Refractory Hypoxemia

What Is Refractory Hypoxemia?

Refractory Hypoxemia is a condition in which a patient is unable to maintain partial pressure of oxygen in arterial blood (PaO2) more than 60mmHg despite providing a FiO2 of 1.0

If the PaO2 / FiO2 ratio is less than 100mmHg, it indicates refractory hypoxemia.
An oxygenation index of more than 30 also indicates refractory hypoxemia. The oxygenation index is calculated by using the formula:

OI = \frac {FiO2 \times MAP \times 100} {PaO2}

Fio2 – Fraction of inspired oxygen
MAP – Mean arterial pressure
PaO2 – Partial pressure of oxygen

Causes Of Refractory Hypoxemia

  • Refractory hypoxemia is caused due to severe oxygenation impairment in patients with acute respiratory distress syndrome (ARDS), acute lung injury (ALI).
  • It is also caused due to Ventilator-induced lung injury (VILI) like Pulmonary barotrauma.
  • Cardiac diseases due to right to left shunting of blood

Diagnosis Of Refractory Hypoxemia

  • The measure of oxygen saturation using a pulse oximeter and assessment of signs of hypoxemia is the first way to recognize refractory hypoxemia.
  • Arterial blood gas analysis (ABG) and chest x-ray results are the best way for interpretation.
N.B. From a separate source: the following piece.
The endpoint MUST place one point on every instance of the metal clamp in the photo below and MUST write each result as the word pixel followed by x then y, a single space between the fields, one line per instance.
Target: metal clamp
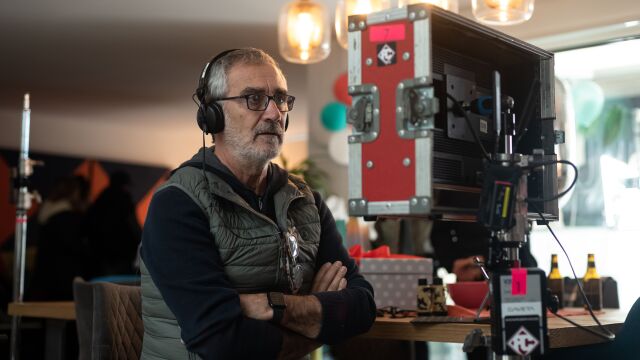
pixel 364 115
pixel 416 106
pixel 358 207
The prognosis depends on factors like age and severity of the disease. The patients associated with refractory hypoxemia has a high mortality rate. Approximately 16% of deaths result from refractory hypoxemia in patients with acute respiratory distress syndrome (ARDS).
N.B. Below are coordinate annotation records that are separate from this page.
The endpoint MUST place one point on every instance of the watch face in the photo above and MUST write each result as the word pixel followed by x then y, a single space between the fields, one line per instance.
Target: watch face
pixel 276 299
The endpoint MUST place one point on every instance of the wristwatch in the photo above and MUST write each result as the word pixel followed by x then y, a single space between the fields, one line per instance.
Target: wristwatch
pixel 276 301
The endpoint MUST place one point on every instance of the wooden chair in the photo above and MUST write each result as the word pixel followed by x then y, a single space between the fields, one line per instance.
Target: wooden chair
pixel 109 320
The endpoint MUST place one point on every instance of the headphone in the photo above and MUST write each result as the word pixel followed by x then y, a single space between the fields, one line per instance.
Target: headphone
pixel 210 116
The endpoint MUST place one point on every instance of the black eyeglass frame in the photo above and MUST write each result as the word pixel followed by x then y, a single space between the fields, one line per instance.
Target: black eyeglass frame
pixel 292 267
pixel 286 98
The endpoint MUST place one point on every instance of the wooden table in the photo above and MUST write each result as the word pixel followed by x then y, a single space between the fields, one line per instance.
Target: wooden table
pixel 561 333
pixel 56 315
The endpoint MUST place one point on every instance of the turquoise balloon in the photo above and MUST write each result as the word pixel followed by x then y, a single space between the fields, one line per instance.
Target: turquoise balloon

Management Of Refractory Hypoxemia

The prevention of refractory hypoxemia should be the foremost focus rather than reversing it. The standard treatment with a mechanical ventilator using small tidal volumes with sufficient levels of positive end-expiratory pressure (PEEP) and carefully monitoring the fluid status and ventilator synchrony with the patient can prevent the need for reverse therapy in many cases.
If the maximal ventilation support fails to prevent refractive hypoxemia, the rescue therapies or salvage therapies are used to reverse the refractive hypoxemia.
The rescue therapies or salvage therapies can be categorized into ventilatory and non-ventilatory interventions.

The non-ventilatory interventions include:

  • Prone positioning
  • Neuromuscular blocking agents (NMBA)
  • Inhaled vasodilator therapy
  • Extracorporeal membrane oxygenation (ECMO)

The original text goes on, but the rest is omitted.